The development finance institution typically invests in high-quality infrastructure assets that provide essential services in key infrastructure sectors – power, natural resources, heavy industry, transport, and telecommunications.

Despite significant progress being made in closing this gap, Africa still lags behind in many areas.

“With this expanded membership and our technical expertise, we are empowered to deliver critical infrastructure with a greater focus on energy, renewables, and digital infrastructure rebuilding a more resilient and sustainable economy post-COVID-19”

Samaila Zubari – President & CEO, Africa Finance Corporation

Commenting on Burkina Faso’s accession, the Minister of Economy, Finance and Development, Lassané Kaboré, stated: “As part of our commitment to reducing poverty in Burkina Faso and the transformation of the Burkinabe economy, we look forward to working with AFC, a renowned pan-African institution, to develop infrastructure projects in catalytic sectors such as transport, logistics, and mining for the sustainable development of the country.”

Speaking on Morocco’s membership, Minister of Economy, Finance and Administration Reform, Mohamed Benchaaboun, said: “The Kingdom of Morocco is pleased to accede to membership of AFC at such a critical time. We look forward to completing the legal ratification procedures as soon as possible, so that we can leverage on the many membership benefits of AFC, including its robust network, as we further our agenda to seek more strategic partnerships in sub-Saharan Africa”.

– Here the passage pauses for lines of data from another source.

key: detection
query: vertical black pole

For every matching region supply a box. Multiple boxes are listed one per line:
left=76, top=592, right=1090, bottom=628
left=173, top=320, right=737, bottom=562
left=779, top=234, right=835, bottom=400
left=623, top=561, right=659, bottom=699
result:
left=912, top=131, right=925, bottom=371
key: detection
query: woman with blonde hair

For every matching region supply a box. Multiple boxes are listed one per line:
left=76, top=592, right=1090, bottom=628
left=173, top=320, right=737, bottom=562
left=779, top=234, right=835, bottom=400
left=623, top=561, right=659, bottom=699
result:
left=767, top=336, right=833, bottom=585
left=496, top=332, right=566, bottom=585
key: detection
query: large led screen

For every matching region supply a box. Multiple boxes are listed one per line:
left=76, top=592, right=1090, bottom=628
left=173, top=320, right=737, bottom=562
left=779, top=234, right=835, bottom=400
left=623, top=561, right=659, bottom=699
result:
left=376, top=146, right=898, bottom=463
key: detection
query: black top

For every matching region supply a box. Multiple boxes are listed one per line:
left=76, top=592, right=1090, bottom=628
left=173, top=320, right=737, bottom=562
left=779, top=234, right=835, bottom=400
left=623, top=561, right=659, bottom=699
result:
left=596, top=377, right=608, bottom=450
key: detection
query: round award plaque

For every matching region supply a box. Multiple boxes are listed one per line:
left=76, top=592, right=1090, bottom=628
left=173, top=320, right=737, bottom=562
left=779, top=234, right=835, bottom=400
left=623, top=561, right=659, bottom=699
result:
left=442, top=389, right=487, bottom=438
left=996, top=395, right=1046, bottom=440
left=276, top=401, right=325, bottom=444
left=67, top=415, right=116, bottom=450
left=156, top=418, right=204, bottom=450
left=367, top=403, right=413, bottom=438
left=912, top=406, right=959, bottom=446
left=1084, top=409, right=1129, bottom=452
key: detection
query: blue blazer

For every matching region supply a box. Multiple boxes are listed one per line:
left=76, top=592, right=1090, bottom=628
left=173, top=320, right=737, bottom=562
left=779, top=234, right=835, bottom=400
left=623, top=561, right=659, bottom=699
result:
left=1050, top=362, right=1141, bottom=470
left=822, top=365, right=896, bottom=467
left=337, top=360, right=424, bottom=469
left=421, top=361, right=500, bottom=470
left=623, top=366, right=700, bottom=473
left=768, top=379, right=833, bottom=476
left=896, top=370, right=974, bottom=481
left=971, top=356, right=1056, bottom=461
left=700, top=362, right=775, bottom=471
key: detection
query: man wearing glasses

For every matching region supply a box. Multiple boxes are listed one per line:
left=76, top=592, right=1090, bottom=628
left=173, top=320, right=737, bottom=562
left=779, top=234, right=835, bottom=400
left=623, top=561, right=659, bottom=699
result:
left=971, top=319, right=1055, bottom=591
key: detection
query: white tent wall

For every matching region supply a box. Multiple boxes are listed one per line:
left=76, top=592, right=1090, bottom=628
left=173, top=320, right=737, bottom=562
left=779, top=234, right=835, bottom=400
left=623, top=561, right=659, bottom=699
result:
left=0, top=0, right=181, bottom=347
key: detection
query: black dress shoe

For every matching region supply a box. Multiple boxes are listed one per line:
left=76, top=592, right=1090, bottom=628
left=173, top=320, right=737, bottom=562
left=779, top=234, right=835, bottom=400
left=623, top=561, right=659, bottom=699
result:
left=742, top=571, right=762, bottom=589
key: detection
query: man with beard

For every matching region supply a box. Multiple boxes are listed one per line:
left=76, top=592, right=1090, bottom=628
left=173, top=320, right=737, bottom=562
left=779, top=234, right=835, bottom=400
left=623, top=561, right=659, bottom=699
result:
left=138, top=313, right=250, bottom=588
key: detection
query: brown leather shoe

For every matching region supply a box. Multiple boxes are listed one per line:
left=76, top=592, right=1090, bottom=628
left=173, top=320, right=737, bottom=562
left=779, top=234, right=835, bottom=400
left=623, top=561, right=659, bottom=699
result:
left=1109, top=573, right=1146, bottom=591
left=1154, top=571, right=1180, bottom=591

According to a recent publication by McKinsey and Company, most of Africa lags in the coverage of core infrastructure sectors.

Taking electricity, for instance, about 600 million Sub-Saharan Africans lack access to grid electricity accounting for more than two-thirds of the global population without power. McKinsey further forecasts that this unmet electricity demand will quadruple in years to come.

Membership and benefits

AFC membership is structured into two levels: membership only, and membership and shareholdings and out of the 31 member states, four countries including Ghana, Gabon, Guinea, and Nigeria (the host country) earn sovereign shareholding of AFC.

Member states benefit from increased investment allocation, and access to public sector advisory and project development facilities while on the other hand, sovereign shareholder member states, on top of the above-mentioned, benefit from competitive finance for projects.